Aaron Garber-Maikovska’s work represents the energetic mastery of multi-media, exemplifying the work of artists of his generation. He embodies Allan Kaprow’s famous call for young artists to simply be artists, with all of life open to them. Kaprow said, “They will discover out of ordinary things the meaning of ordinariness. They will not try to make them extraordinary but will only state their real meaning. But out of nothing they will devise the extraordinary and then maybe nothingness as well” (A. Kaprow, “The Legacy of Jackson Pollock,” Essays on the Blurring of Art and Life, Berkeley, 1993, p. 9). Garber-Maikovska’s practice, which spans across performance, sculpture and painting, encourages the viewer to consider what the ultimate purpose of such meaning is.
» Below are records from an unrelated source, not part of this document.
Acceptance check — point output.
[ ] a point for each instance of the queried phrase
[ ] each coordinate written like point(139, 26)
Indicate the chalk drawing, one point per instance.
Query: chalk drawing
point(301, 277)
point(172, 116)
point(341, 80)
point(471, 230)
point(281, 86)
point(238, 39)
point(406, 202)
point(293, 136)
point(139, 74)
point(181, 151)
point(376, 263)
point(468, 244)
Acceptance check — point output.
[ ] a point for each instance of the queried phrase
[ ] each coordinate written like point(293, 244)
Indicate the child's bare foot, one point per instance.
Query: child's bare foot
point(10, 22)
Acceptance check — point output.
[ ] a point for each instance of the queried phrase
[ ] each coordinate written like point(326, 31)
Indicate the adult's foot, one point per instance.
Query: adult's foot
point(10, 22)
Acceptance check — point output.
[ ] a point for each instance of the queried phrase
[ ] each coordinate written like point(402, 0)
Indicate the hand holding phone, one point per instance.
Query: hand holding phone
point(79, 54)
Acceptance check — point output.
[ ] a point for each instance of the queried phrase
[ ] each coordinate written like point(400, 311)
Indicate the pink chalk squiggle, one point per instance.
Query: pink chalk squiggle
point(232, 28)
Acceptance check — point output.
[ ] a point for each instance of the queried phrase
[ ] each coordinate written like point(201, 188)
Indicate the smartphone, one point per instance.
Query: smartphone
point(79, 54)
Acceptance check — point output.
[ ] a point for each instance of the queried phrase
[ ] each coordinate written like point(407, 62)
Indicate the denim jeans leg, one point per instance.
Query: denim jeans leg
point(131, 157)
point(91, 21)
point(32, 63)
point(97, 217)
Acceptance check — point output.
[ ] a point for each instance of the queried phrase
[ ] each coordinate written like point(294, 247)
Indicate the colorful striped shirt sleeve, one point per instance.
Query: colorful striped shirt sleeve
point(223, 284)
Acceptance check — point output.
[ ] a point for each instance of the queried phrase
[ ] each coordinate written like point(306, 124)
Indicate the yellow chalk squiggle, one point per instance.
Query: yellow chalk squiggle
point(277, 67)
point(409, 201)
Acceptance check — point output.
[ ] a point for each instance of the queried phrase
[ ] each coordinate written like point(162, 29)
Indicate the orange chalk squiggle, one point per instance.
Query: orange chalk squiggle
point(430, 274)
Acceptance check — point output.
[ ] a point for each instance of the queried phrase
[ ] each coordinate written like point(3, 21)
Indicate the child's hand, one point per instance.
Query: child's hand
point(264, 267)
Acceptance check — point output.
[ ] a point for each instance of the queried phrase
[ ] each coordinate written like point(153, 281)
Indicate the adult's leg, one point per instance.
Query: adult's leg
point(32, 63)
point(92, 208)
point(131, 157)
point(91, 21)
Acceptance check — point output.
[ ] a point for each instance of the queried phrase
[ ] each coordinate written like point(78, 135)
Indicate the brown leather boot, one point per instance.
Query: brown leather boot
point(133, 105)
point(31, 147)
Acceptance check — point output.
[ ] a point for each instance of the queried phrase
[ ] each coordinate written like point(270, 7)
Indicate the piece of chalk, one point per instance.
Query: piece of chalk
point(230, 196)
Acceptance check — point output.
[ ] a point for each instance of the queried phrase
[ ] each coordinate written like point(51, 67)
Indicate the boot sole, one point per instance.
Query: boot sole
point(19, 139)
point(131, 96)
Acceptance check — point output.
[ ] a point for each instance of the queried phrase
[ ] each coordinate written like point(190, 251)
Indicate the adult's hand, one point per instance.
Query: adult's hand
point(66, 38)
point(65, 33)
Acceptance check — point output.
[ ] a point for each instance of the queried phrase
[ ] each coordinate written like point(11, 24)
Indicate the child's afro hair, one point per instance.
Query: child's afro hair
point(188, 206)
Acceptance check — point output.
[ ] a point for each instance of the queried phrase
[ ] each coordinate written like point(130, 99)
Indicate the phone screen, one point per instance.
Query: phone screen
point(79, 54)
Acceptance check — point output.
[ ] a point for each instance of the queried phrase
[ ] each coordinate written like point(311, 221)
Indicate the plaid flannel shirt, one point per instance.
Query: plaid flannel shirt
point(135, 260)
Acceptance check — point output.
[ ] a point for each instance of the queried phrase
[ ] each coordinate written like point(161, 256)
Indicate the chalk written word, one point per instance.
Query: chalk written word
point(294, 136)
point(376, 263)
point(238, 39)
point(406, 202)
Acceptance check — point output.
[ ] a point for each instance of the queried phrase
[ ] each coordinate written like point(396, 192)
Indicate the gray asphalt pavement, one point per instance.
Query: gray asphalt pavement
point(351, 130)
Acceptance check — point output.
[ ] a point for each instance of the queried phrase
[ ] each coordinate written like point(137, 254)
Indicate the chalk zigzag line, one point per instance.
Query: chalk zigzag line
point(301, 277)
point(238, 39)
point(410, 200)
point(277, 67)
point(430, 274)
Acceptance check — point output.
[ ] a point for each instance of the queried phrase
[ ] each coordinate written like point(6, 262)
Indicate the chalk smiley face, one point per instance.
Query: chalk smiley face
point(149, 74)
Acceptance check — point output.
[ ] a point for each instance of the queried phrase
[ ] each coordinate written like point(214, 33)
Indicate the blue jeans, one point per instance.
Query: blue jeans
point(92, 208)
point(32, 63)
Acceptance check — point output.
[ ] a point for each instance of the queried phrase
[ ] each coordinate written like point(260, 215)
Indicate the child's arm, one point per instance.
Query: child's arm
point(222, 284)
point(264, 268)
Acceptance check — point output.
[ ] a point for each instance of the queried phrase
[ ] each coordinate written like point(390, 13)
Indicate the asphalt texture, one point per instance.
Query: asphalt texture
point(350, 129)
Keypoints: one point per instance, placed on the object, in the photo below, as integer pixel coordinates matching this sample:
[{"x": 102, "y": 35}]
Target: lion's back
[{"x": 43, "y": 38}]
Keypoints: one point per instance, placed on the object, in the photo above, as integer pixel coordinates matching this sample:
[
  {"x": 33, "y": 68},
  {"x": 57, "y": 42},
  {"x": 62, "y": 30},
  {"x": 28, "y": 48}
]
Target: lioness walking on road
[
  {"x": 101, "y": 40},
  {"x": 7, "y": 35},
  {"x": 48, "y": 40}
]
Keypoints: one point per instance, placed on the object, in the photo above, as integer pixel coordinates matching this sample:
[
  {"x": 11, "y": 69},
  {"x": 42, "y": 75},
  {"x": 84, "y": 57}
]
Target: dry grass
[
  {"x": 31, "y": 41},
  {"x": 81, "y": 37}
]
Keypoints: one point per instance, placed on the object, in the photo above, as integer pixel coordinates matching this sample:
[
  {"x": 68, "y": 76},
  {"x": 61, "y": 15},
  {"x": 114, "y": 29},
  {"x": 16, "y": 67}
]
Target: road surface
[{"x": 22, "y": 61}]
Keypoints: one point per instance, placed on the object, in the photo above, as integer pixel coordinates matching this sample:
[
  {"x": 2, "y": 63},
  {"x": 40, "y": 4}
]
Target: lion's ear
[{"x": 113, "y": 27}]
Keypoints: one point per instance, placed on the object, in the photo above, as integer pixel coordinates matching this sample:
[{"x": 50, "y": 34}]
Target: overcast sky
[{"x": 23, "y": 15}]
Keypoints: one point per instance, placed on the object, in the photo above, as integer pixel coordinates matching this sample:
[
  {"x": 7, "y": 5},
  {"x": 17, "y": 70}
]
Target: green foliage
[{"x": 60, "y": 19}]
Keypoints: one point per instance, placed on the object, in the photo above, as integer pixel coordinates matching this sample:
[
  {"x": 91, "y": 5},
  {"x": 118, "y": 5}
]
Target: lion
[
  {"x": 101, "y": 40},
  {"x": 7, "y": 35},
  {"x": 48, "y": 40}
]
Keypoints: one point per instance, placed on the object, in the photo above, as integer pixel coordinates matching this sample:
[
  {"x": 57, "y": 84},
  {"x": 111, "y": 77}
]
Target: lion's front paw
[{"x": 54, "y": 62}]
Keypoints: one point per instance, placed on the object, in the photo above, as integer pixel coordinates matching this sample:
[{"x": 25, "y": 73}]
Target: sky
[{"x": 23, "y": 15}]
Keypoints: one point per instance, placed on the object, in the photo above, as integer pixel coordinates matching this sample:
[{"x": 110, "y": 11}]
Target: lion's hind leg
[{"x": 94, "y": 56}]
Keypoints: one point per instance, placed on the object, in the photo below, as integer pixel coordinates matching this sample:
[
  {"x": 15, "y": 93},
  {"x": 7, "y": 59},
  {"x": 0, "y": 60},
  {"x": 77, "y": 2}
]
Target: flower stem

Untitled (Triptych) is an example of Garber-Maikovska’s approach of collapsing painting and sculpture. Swatches of photographs are printed like windows into different dimensions onto the surface. An anime character, complete with a pocket watch, interposes himself between the images as though he were the White Rabbit in Wonderland. His upside-down position indicates his identity as an unreliable guide into an unknowable world. Black and grey streaks that spread like irrational, violent calligraphy across the surface suggest further enigmatic intervention into the space, which is filled with what seems at once familiar and strange; a retail clothing store, a brick wall, and the sky.
Garber-Maikovska’s practice may be born from Kaprow’s reasoning, but his direction has already overtaken what Kaprow envisioned. Art critic Jan Tumlir stated, “No particular urge to make oneself understood or, conversely, to thwart understanding drives this work- rather, the point is to suspend any such readings on our part in favor of accessing language in a state of emergence,” adding that “…we witness the return of language to the body as gesture, but now via a static series of signs…” (J. Tumlir, “Aaron Garber-Maikovska: Greene Exhibitions,” Artforum, December 2012, p. 285).